Do you want to liaise with schools?

We started collaborating with the Bronx’s Ghetto Film School. We’re reaching out to another school. Rather than starting from scratch building a new program, programs have been started by people who are much better and more knowledgeable about film education and a lot of great ones are in place. We thought that along with our mission we could offer support. Richard Peña [who ends 23 years as the Society’s program director at the conclusion of 2012’s 50th NYFF] is going to head our new educational initiative.

During NYFF this year, we introduced new programs for younger audiences, including a restoration of Charlie Chaplin’s The Gold Rush with the New York Philharmonic live, performing Timothy Brock’s adaptation of Chaplin’s 1942 sound version. Even if you’d seen that film a dozen times, viewing it on a big screen in Alice Tully Hall was stunning, and several hundred kids were laughing, practically falling out of their chairs. We’re really talking about developing visual literacy, especially for silent and foreign films because audiences are now resistant to subtitles. We partnered with Gkids, which produced the Children’s International Film Festival here. They insisted we show a subtitled film, and we found younger audiences surrender to the film image, even not understanding every detail.

Can we talk about the differences between New York and Los Angeles?

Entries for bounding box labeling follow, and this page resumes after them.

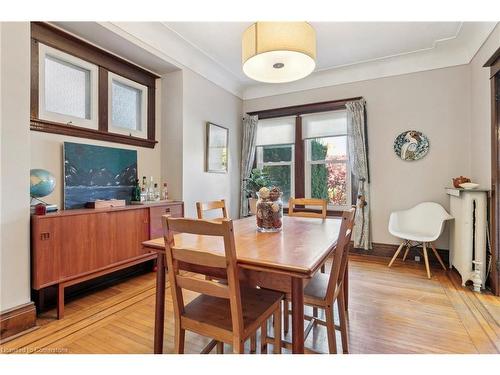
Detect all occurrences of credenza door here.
[59,212,110,279]
[109,209,149,263]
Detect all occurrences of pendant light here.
[242,22,316,83]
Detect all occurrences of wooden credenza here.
[31,201,184,319]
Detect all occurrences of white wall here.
[28,81,163,209]
[0,22,30,311]
[161,70,184,200]
[469,24,500,189]
[243,65,471,248]
[181,69,242,218]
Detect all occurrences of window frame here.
[304,134,353,211]
[30,22,160,148]
[255,144,295,207]
[38,43,99,130]
[108,72,148,138]
[248,96,369,216]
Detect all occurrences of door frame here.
[483,47,500,296]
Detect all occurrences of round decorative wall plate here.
[394,130,429,161]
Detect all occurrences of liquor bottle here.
[161,182,168,201]
[153,183,160,201]
[148,176,155,201]
[132,179,141,202]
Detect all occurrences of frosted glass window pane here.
[302,110,347,139]
[257,117,295,146]
[45,55,90,120]
[111,80,142,131]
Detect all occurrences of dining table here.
[142,216,348,354]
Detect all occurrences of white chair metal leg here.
[389,241,406,267]
[423,242,431,279]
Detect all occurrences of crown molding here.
[243,22,496,100]
[94,22,496,100]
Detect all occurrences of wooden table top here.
[143,216,341,277]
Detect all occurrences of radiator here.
[446,189,488,291]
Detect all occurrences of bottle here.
[161,182,168,201]
[132,179,141,202]
[147,176,155,201]
[153,183,160,201]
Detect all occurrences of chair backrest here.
[162,215,243,336]
[389,202,453,239]
[196,199,227,219]
[325,206,356,300]
[288,198,328,219]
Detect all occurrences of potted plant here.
[244,168,272,215]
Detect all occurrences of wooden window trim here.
[30,22,160,148]
[248,96,363,216]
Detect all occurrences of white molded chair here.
[389,202,453,279]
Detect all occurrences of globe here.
[30,169,56,198]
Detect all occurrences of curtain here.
[240,115,259,217]
[346,99,372,250]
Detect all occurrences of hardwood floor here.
[0,255,500,354]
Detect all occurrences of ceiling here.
[55,22,497,99]
[164,22,462,83]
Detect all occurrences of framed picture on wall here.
[205,122,229,173]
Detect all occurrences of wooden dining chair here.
[163,216,284,353]
[288,198,328,273]
[285,206,356,354]
[288,198,328,219]
[196,199,228,219]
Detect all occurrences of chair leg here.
[273,308,281,354]
[423,242,431,279]
[174,324,186,354]
[283,299,290,336]
[233,337,245,354]
[260,319,268,354]
[325,306,337,354]
[217,341,224,354]
[250,335,257,354]
[389,241,406,267]
[429,242,446,271]
[337,288,349,354]
[403,244,410,262]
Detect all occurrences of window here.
[257,145,294,205]
[302,110,351,209]
[256,117,295,205]
[30,22,160,148]
[256,109,353,210]
[108,73,148,138]
[38,43,98,129]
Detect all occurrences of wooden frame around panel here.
[483,47,500,296]
[248,96,368,216]
[30,22,160,148]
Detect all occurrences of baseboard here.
[350,242,450,265]
[0,302,36,342]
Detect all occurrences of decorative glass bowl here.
[256,188,283,232]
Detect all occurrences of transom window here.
[108,73,147,138]
[39,43,98,129]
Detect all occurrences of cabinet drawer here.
[149,203,183,238]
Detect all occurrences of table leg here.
[292,277,304,354]
[154,252,165,354]
[343,258,349,311]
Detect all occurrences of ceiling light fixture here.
[242,22,316,83]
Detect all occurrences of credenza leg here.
[57,284,64,319]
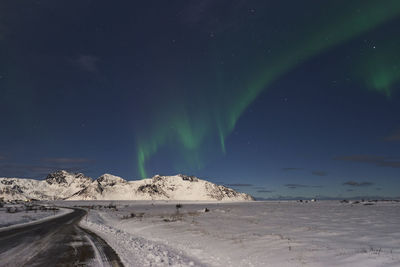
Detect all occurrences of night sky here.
[0,0,400,198]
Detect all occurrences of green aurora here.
[136,0,400,178]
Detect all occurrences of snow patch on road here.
[80,212,202,266]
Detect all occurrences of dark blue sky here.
[0,0,400,198]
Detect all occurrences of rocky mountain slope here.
[0,171,254,201]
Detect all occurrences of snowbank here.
[76,201,400,266]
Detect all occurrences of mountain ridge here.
[0,170,254,201]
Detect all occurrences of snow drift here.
[0,171,254,201]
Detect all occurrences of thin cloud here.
[282,168,304,171]
[343,181,374,187]
[311,171,328,176]
[384,130,400,142]
[226,184,253,187]
[42,158,92,164]
[257,190,275,193]
[333,155,400,168]
[284,184,322,189]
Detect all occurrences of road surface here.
[0,209,123,267]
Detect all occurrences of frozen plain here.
[55,201,400,266]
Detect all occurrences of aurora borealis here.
[0,0,400,198]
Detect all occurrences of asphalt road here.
[0,209,123,267]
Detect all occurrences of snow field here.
[76,201,400,266]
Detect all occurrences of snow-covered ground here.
[0,204,72,231]
[61,201,400,266]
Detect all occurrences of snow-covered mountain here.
[0,171,254,201]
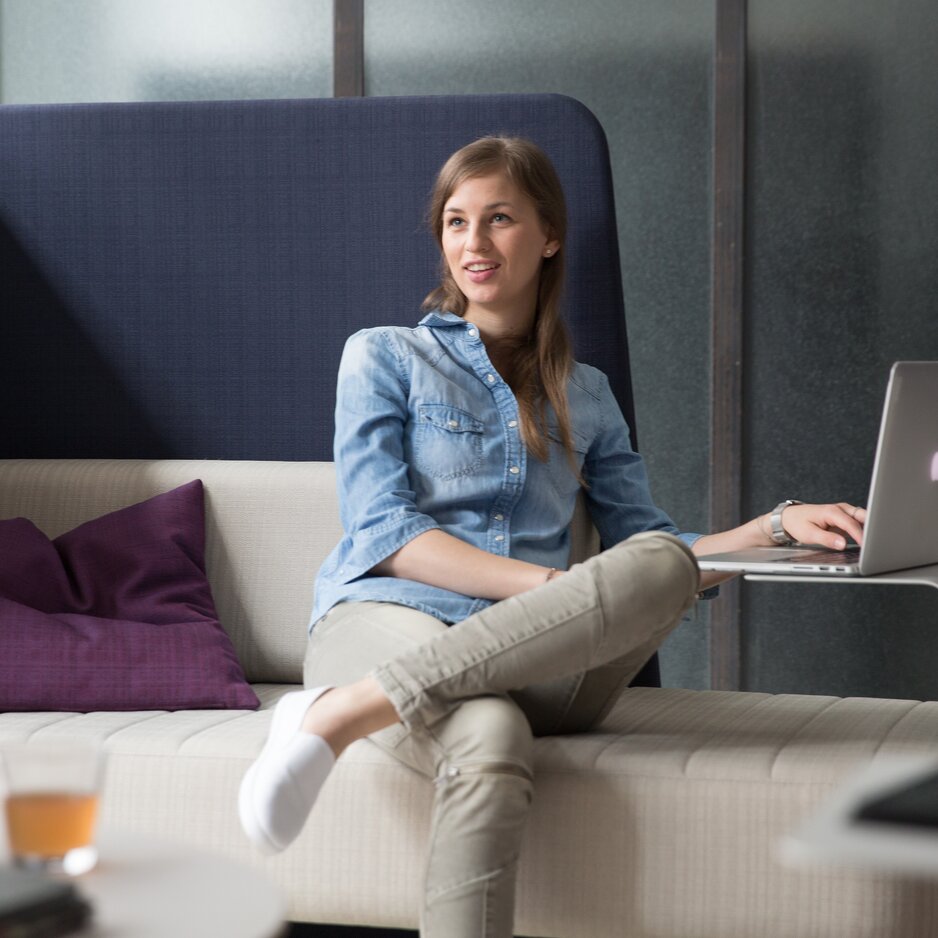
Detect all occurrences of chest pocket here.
[414,404,483,482]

What I love about Los Angeles is everybody loves movies—from the dry cleaning person to the gas station attendant. Everybody dreams and wishes they were working in the industry. It’s a city of dreamers, so everybody is open to the possibility of something unimaginable happening to them. I love that energy.

New York embraces international cinema, and for what we do there is no other town, except maybe Paris, another city of film watchers and lovers. Everybody here doesn’t want to work in the industry, but they love watching movies. They love the performing arts; they embrace them and are extremely knowledgeable. New Yorkers want to be the first to know about something and embrace it. There is no other place in the U.S. quite like New York for art cinema, for showing the most obscure works and introducing brand new talent.